Sumber: UU No. 27 Tahun 2022 tentang Pelindungan Data Pribadi (UU PDP) — berlaku efektif 17 Oktober 2024; Kementerian Komunikasi dan Digital (Komdigi) — penegak interim sampai Lembaga PDP terbentuk.

About this article

Ditinjau oleh Tim Redaksi Commoner Law. Sumber: peraturan.bpk.go.id, JDIH Kementerian Ketenagakerjaan, Mahkamah Agung, OJK, Kementerian Kesehatan, Imigrasi, dan BP2MI. Variasi provinsi mengacu pada Qanun Aceh, UU Otsus Papua, UU Keistimewaan DIY, dan Pergub DKI Jakarta. Ditulis dalam bahasa yang mudah dipahami untuk pemahaman umum — ini adalah konten edukatif, bukan nasihat hukum. Standar editorial kami

Hukum Nasional Indonesia

Apa hak ini?

UU PDP UU No. 27 Tahun 2022 mulai berlaku efektif 17 Oktober 2024 setelah masa transisi dua tahun dari penetapan 17 Oktober 2022. UU ini memberi hak subjek data terhadap pengendali (controller) dan pemroses (processor) data pribadi yang beroperasi di Indonesia atau memproses data pribadi orang Indonesia.

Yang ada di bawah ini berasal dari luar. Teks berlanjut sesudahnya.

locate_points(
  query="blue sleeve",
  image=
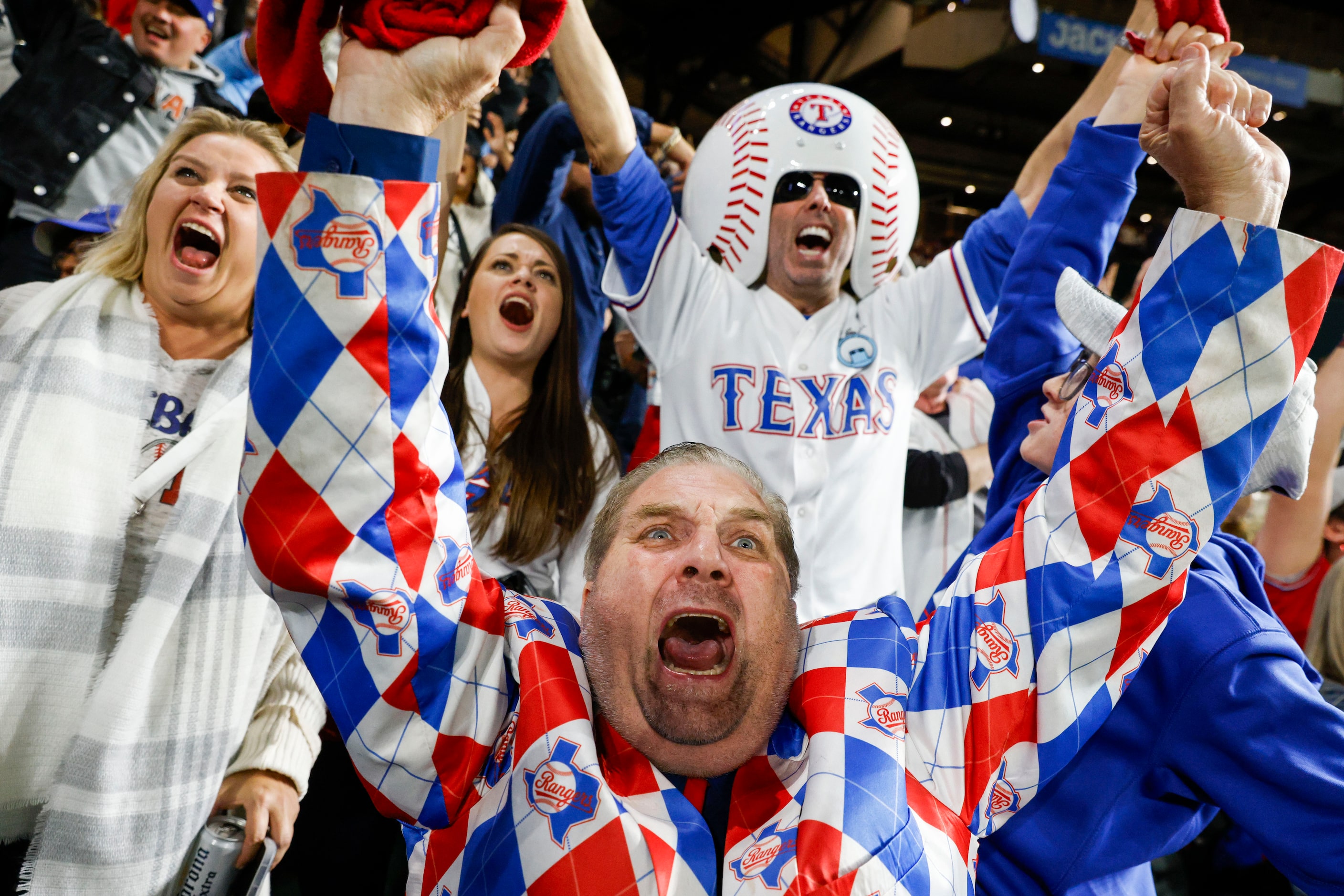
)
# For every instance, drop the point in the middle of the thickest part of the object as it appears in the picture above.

Hak utama subjek data di bawah UU PDP meliputi: (1) hak mendapat informasi tentang kejelasan identitas pengendali, dasar kepentingan hukum, tujuan penggunaan, dan akuntabilitas pengendali; (2) hak melengkapi, memperbarui, dan/atau memperbaiki kesalahan data; (3) hak mengakses dan mendapatkan salinan data pribadi sesuai peraturan perundangan; (4) hak mengakhiri pemrosesan, menghapus, dan/atau memusnahkan data pribadi; (5) hak menarik kembali persetujuan pemrosesan; (6) hak mengajukan keberatan atas pengambilan keputusan berdasarkan pemrosesan otomatis; (7) hak menunda atau membatasi pemrosesan; (8) hak menggugat dan menerima ganti rugi; (9) hak mendapatkan dan menggunakan data pribadi miliknya dalam bentuk yang sesuai (portabilitas).

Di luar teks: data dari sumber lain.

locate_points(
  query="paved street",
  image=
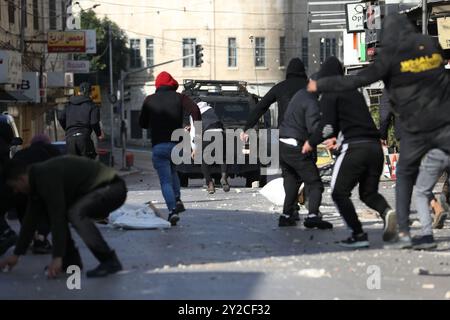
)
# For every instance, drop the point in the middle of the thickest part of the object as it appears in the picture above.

UU PDP membedakan data pribadi umum (nama, alamat, status, agama, nomor telepon) dan data pribadi spesifik / sensitif (data kesehatan, biometrik, genetik, catatan kriminal, anak, data keuangan pribadi, dan data lain yang ditentukan peraturan perundangan). Pemrosesan data sensitif menuntut perlindungan yang lebih ketat.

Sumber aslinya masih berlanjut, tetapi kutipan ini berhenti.